Die Menschen zögerten, während der Sperrungen große Handelsentscheidungen zu treffen, sagte Tiger Shi, Geschäftsführer von BANDS Financial in Hongkong. "Der Mangel an persönlichen Kontakten hinderte die Mitarbeiter der Unternehmen daran, Handelsstrategien zu entwickeln", fügte er hinzu.

"Ein weiterer (Faktor) ist die Verlangsamung der Wirtschaft. Jeder verfolgt einen konservativeren Ansatz."

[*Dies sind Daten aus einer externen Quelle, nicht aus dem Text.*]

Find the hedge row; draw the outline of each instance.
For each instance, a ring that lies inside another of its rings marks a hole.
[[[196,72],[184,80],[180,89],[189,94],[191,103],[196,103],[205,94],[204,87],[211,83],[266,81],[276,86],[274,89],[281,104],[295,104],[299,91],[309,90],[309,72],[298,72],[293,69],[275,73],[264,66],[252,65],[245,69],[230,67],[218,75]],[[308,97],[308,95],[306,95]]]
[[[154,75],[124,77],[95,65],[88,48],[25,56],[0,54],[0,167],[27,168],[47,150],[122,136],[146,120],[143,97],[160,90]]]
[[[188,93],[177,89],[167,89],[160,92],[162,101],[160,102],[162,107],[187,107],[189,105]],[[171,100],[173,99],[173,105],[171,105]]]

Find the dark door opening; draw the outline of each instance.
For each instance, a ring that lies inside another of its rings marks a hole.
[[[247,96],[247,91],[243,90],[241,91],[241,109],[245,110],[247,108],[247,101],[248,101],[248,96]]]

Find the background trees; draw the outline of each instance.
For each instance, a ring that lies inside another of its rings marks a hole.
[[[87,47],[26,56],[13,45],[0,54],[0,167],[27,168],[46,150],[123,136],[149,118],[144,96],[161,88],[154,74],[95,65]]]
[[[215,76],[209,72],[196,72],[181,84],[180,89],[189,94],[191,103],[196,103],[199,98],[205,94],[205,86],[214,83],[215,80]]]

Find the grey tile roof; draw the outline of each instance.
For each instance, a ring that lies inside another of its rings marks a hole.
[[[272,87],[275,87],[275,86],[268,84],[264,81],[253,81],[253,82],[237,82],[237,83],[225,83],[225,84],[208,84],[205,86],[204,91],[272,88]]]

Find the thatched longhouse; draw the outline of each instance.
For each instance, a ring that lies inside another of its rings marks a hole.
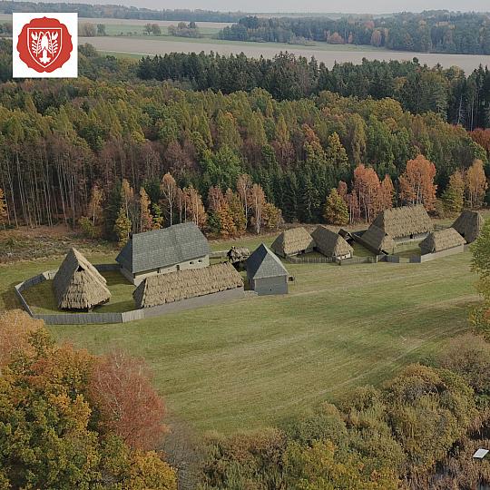
[[[288,293],[288,270],[263,243],[249,257],[246,267],[250,288],[259,296]]]
[[[453,223],[453,228],[466,243],[472,243],[480,235],[484,224],[484,217],[479,212],[465,210]]]
[[[395,252],[397,243],[424,239],[434,230],[422,204],[381,211],[359,241],[374,253]]]
[[[136,288],[132,298],[136,308],[152,308],[237,288],[243,288],[241,276],[226,262],[150,276]]]
[[[385,210],[376,217],[372,226],[382,230],[395,241],[424,238],[434,230],[422,204]]]
[[[284,230],[270,248],[279,257],[293,257],[313,251],[315,240],[304,228],[291,228]]]
[[[420,247],[420,253],[426,255],[461,247],[465,243],[466,243],[465,239],[454,228],[446,228],[446,230],[429,233],[418,246]]]
[[[395,253],[395,240],[377,226],[371,225],[361,236],[361,243],[375,253]]]
[[[315,248],[325,257],[333,259],[349,259],[354,249],[338,234],[325,226],[318,226],[311,233],[315,240]]]
[[[145,278],[210,265],[210,245],[193,223],[132,235],[116,258],[121,272],[135,286]]]
[[[105,279],[77,250],[72,249],[53,279],[60,309],[90,310],[109,301]]]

Ein Teil des Kupferhandels in China hat sich auf einen neuen internationalen Kupferkontrakt an der International Energy Exchange (INE) in Shanghai verlagert, aber das macht nur einen kleinen Teil des Rückgangs an der ShFE aus, so die Händler.

Das Volumen an der INE ist in diesem Jahr bisher um 819.288 Tonnen gestiegen, während die Aktivität an der ShFE um 74,4 Millionen Tonnen zurückgegangen ist.


Grafik: Kupfervolumina an den globalen Börsen schwächeln -

FONDS BLEIBEN AN DER SEITENLINIE

Der US-amerikanische Comex-Markt wird von Fonds und Spekulanten bevorzugt, aber ihre Vorsicht hat dazu geführt, dass das durchschnittliche tägliche Kupfervolumen in den ersten acht Monaten des Jahres um 21% gesunken ist.

"Die Makroökonomie signalisiert Ihnen, zu verkaufen oder Leerverkäufe zu tätigen, aber Sie sollten sehr vorsichtig sein, da ein Leerverkaufsmarkt in der Lage ist, zurückzuschlagen", so Bhar. "Sie könnten Ihr letztes Hemd verlieren."

Viele Anleger sind aufgrund der erwarteten steigenden Nachfrage nach Elektrofahrzeugen und erneuerbaren Energien langfristig optimistisch für Kupfer, halten sich aber kurzfristig zurück, so Tom Nelson, Portfoliomanager beim Investmentmanager Ninety One.

"Kurzfristig ist die Versorgung mit Kupfer sehr gut, so dass man im Hinblick auf die Energiewende sehr optimistisch für Kupfer sein kann, sich aber wegen der kurzfristigen Angebotstrends ein oder zwei Jahre lang zurückhalten sollte."

PHYSISCHES GESCHÄFT STÄRKT LME

Auch an der LME, dem ältesten und größten Markt für Industriemetalle der Welt, sind die Volumina zurückgegangen, aber in den meisten Fällen hat er sich besser entwickelt als seine amerikanischen und chinesischen Konkurrenten.

Der Status der LME hat sich trotz eines wilden Anstiegs der Nickelpreise im März gehalten, der die Börse dazu zwang, ihre Aktivitäten auszusetzen und Geschäfte in Milliardenhöhe zu stornieren, was viele Anleger verärgerte und zu Klagen führte.

Mit dem unterminierten Vertrauen wurde die Nickelaktivität am stärksten beeinträchtigt. Das LME-Volumen ist in diesem Jahr bisher um 17% gesunken, was jedoch immer noch weniger ist als an der ShFE, wo es um 70% eingebrochen ist.

Der dramatische Rückgang ist darauf zurückzuführen, dass sich der Shanghai-Kontrakt nicht als globale Benchmark etabliert hat und dass es an Arbitragemöglichkeiten mangelt, da der LME-Kontrakt seit der Krise im März zu den wichtigsten asiatischen Handelszeiten nicht geöffnet ist.

Die Daten der LME zeigen, dass viele Teilnehmer den Nickelmarkt verlassen haben. Dieser Trend wird sich nach Ansicht mehrerer Händler fortsetzen, was zu noch geringeren Volumina und mehr Volatilität führen wird, da sich mehr Menschen dafür entscheiden, die Preise direkt auszuhandeln.


Grafik: Nickel-Volumina nach der März-Krise am stärksten betroffen -

Das Kupfervolumen an der 145 Jahre alten LME ist im bisherigen Jahresverlauf nur um 6% gesunken und hat sich damit besser gehalten als an der ShFE und der Comex, da der Kern des Geschäfts auf physischen Strömen, u.a. von Bergbauunternehmen und industriellen Abnehmern, beruht, so Marc Bailey, Geschäftsführer des Maklers Sucden Financial in London.

"Die LME wird sehr stark von traditionellen Handelsströmen gestützt. Diese Ströme wird es auch weiterhin geben, auch wenn sie weniger werden, weil die wirtschaftliche Aktivität geringer ist", sagte er.